Everson Griffen admittedly wasn’t himself this past season. Coming off a career year in 2017, in which he logged his sixth consecutive season with 40-plus pressures and earned his third Pro Bowl bid, the longtime Minnesota Vikings edge defender took time away from football to prioritize his life off the field. He missed five games and admittedly had a rough year on and off the field as a result.
“As we all know, I had a rough year last year,” Griffen said earlier this offseason. “[I] took some time off the field to go handle some personal issues. And, you know, when I came back, I didn’t play that well. I had a lot going on in my personal life. I was dealing with a lot.”
Griffen, knowing the situation was “bigger than football,” willingly took a $3 million pay cut to keep himself and his family in Minnesota, “finished what he started” with the Vikings.
“Last year, I wasn’t myself,” Griffen said. “If I was myself, I wouldn’t have to take a pay cut… If I was playing at the level I know I can play at each and every year.
The level of play Griffen put forth in 2017 and sporadically in years prior is his expectation, a level that we at PFF also expect from him at full strength mentally and physically.
Griffen earned career-high marks in overall grade (84.4) and pass-rush grade (85.6) in 2017, ranking 10th and 11th, respectively, among qualifying edge defenders.

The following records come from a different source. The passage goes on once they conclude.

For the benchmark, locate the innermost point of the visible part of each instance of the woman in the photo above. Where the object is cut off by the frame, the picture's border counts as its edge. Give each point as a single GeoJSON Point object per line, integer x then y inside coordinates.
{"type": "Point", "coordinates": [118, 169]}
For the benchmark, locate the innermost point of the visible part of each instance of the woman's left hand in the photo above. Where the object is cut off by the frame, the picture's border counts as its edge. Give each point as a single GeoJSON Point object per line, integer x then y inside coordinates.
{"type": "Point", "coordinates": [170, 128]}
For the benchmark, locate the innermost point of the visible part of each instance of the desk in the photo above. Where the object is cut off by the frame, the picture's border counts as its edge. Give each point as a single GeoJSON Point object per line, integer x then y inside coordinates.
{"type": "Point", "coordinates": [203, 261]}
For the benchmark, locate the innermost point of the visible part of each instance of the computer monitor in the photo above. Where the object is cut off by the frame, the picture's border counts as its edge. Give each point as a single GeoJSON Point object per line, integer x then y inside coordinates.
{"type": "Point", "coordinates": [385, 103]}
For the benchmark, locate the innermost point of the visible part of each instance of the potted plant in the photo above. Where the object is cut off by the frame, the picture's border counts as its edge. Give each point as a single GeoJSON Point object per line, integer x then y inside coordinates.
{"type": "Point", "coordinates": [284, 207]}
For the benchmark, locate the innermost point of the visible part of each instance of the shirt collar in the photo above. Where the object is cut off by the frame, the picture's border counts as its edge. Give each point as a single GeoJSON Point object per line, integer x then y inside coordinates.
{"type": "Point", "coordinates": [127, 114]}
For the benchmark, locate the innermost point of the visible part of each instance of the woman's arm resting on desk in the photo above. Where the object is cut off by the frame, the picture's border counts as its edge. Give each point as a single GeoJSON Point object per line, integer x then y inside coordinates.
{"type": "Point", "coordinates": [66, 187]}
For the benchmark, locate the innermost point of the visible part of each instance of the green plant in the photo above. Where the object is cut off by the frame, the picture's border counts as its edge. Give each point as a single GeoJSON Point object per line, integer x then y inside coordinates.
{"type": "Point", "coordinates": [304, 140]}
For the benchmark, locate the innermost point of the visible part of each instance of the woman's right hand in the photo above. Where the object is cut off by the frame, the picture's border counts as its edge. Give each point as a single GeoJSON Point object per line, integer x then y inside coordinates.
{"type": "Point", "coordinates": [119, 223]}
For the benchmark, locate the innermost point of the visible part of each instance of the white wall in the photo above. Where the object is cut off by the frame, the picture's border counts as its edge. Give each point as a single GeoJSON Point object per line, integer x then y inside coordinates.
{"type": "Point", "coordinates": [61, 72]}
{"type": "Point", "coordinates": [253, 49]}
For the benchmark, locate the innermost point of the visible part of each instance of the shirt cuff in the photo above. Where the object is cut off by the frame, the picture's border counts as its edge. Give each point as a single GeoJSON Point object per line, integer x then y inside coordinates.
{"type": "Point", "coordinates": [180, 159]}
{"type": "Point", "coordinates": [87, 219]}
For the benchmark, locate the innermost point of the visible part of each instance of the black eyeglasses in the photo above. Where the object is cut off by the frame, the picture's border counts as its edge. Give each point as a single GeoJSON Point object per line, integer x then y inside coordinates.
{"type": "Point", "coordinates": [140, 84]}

Removing screens, play-action dropbacks and quick throws (pass attempts released within 2.5 seconds of the snap), Griffen earned an absurd 91.0 pass-rush grade across 163 such snaps in 2017, which ranked fifth behind Demarcus Lawrence (92.9), Khalil Mack (92.1), Joey Bosa (92.0) and Brandon Graham (91.8). He also ranked eighth in pass-rush win rate (28.6%) among the group of 57 qualifying edge defenders.
Expanding the same set of qualifiers to the six seasons before Griffen’s 2018 campaign (2012-17), his pass-rush grade (90.4) and pass-rush win percentage (21.7%) on such snaps both rank inside the top 20.
Griffen’s explosive get-off at the snap is rare considering his size (6-foot-3, 273 pounds). His outside moves are polished, specifically his inside-arm chop, and his inside counters – mainly the spin move – is so sudden and well-timed.
Despite the year’s challenges, Griffen still showed off his rare talent in bursts in 2018. He tallied three or more pressures in seven of the 11 games he played and earned 70.0-plus pass-rush grades in two of the contests. He also logged at least three defensive stops in five games last season.
Improving on such marks and inching closer to his 2017 form this upcoming season starts with Griffen being himself again, which looks to be within reach with the support of the Vikings’ brass and the lead role he'll take on defense.